Rosyche eek I totally agree with you ! It's definitely been learning curb to me in a relationship where you have to understand the other persons feelings. When my OH first told me I am not to buy the toys I wanted I felt angry in a sense. if I want something I'll buy it regardless even if it means lying which isn't great, obviously it's not nice in a relationship You got a good way of looking at things, maybe to compromise on certain things. Thank you xx

I think it's insecurity, a feeling that you like the toy more than him. Perhaps that it will eventually replace him entirely. Maybe next time you get up close and personal with his member throw a little flattery his way, talk him up real well and after.

A guy trying to tell me what I should and shouldn't buy with my own money would make me pretty mad but any guy who said "you are not buying X" would be out the door. It's your body and as long as you aren't trying to make him use them on himself or during sex when he isn't interested then really he doesn't have a right to dictate what toys you buy.

I think it is worth talking about why he dislikes those toys specifically but if he shuts you down, I'm not sure how productive that will be.

The fact he refuses to talk about it combined with quite a controlling attitude towards the toys sets a few alarm bells going in my head. I'm hoping it is just insecurity about sex toys. Is the telling you what to do and shutting you down only in relation to sex toys or does it happen in multiple situations?

stacie93 wrote:

S & T, I agree with you. My OH was always up from using smaller vibes and then my glass toys. I alway tell him how amazing he is at oral and stimulating my G spot at same time is actually my favourite thing ever ! Then I got curious to trying a G spot rabbit and a powerful mains toy. He said that it takes away him being able to do it like it's only him that can pleasure me that way and a toy will take that away. But I disagree it will always be more amazing with him toys are just an added bonus. Self pleasure has always been important to me I enjoy solo play just as much as sex. I think there's nothing wrong with that. Also he said that a mains powered toy would desensitised me which I think is nonsense and I argued my reasons. I have a small collection of toys now and I use different ones every time which keeps my body guessing and is so much fun. i think because the wand is plugged into the wall it sounds worse than what he thinks. He was upset when I got the smaller mini wand but then he came around to the idea and he enjoys using it on me. I think it will take some time to get him to be reassured but I am going to try and maybe he'll even enjoy different sensations himself !

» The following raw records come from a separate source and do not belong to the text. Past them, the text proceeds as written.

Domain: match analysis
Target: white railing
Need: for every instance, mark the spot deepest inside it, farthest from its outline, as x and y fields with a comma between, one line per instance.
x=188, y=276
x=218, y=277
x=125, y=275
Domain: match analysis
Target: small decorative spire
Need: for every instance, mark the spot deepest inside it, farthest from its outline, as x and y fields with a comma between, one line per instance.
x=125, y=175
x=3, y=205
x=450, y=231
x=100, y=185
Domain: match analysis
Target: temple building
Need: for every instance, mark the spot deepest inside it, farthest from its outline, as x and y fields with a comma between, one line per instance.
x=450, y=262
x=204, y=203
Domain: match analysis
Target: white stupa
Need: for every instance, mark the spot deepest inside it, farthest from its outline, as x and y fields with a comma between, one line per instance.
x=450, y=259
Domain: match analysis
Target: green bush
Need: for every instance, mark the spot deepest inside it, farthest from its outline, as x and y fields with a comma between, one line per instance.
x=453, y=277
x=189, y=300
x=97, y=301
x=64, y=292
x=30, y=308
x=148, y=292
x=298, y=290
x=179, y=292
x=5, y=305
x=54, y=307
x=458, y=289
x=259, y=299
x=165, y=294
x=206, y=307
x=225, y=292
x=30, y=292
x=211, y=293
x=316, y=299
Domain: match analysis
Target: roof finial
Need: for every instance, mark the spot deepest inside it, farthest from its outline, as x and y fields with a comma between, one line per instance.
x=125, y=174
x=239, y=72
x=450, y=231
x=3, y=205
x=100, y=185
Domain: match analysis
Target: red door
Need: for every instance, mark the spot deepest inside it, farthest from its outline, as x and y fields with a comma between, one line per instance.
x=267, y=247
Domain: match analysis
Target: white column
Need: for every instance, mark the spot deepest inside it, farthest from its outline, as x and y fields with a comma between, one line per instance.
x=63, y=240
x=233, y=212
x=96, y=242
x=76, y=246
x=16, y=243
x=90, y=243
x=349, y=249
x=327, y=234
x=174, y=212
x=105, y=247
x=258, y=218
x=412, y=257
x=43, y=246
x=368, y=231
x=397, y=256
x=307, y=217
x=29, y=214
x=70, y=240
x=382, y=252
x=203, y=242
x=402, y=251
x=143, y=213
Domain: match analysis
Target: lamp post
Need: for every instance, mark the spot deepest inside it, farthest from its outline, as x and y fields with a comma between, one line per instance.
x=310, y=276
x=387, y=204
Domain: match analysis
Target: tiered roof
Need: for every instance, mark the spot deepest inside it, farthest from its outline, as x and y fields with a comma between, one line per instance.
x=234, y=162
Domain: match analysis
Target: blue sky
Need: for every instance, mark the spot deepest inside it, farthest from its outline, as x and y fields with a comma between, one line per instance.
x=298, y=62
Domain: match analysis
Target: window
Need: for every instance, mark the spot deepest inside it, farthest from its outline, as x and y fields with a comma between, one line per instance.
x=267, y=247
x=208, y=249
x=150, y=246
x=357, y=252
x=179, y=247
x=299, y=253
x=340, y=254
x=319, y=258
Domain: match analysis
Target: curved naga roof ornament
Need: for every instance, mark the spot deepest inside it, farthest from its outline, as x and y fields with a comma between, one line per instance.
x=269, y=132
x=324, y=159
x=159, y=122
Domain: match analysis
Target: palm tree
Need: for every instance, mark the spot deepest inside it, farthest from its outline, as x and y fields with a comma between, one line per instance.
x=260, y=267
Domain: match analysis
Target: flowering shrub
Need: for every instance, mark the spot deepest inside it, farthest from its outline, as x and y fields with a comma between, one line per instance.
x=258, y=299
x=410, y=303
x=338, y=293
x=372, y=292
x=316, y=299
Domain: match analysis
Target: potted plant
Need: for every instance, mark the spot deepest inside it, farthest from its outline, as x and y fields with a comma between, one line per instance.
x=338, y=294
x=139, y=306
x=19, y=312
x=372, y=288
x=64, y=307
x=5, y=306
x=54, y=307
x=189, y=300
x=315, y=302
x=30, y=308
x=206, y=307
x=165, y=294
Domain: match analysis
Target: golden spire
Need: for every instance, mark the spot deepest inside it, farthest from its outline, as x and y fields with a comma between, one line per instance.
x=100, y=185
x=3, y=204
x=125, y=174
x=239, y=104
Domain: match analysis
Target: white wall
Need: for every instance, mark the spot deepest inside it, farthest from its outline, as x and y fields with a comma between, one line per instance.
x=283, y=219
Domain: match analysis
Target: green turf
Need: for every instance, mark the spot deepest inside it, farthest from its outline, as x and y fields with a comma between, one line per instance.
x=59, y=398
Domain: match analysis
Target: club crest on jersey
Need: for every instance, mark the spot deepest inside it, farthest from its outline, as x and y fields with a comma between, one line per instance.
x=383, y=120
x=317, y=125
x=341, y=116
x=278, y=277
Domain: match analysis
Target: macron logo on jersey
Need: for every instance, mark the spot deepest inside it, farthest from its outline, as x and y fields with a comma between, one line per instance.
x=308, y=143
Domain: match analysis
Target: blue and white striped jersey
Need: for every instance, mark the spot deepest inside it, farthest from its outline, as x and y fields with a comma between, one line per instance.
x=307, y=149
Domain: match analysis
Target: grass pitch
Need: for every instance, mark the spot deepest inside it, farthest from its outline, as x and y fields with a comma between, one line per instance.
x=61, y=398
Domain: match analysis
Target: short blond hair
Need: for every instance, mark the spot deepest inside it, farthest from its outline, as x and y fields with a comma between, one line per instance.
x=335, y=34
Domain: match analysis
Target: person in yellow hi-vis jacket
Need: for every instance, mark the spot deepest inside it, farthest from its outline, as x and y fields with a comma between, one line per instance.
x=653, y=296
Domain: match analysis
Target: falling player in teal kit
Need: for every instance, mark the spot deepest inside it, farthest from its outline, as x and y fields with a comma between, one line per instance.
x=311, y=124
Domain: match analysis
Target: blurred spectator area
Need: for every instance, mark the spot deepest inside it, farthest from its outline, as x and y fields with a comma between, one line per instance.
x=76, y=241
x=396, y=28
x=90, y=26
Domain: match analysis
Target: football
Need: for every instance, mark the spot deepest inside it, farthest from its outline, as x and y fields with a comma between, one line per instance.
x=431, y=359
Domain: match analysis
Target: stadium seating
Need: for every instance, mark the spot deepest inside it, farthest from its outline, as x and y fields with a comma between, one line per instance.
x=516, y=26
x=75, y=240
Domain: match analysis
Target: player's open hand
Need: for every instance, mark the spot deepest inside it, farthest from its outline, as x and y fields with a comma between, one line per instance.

Sorry I missed this before I replied. It sounds like you've got to the bottom of it. So glad you were able to talk about it. He has some beliefs that aren't quite true, like about mains powered toys desensitising you so hopefully sharing your knowledge will solve the issues. I find that vibes do make me numb immediately but it definitely isn't permanent. Theoretically I guess it could cause nerve damage similar to white finger vibration but that occurs in people using handheld machinery at work continuously, not for half an hour a couple of times a week. By the sounds of it you are also mixing things up so you are getting rid of the chance to get used to just one type of stimulation.

Sounds likes he's maybe insecure? I'm super lucky that my OH loves me having toys and using them on me. Nothing gets him hotter than me using them myself though! Maybe if you suggest he try them on you he may be a little more willing. Regardless though, like others said it's your choice of what you enjoy and if he gets jealous of a toy then he clearly has a bigger issue! Do your thing!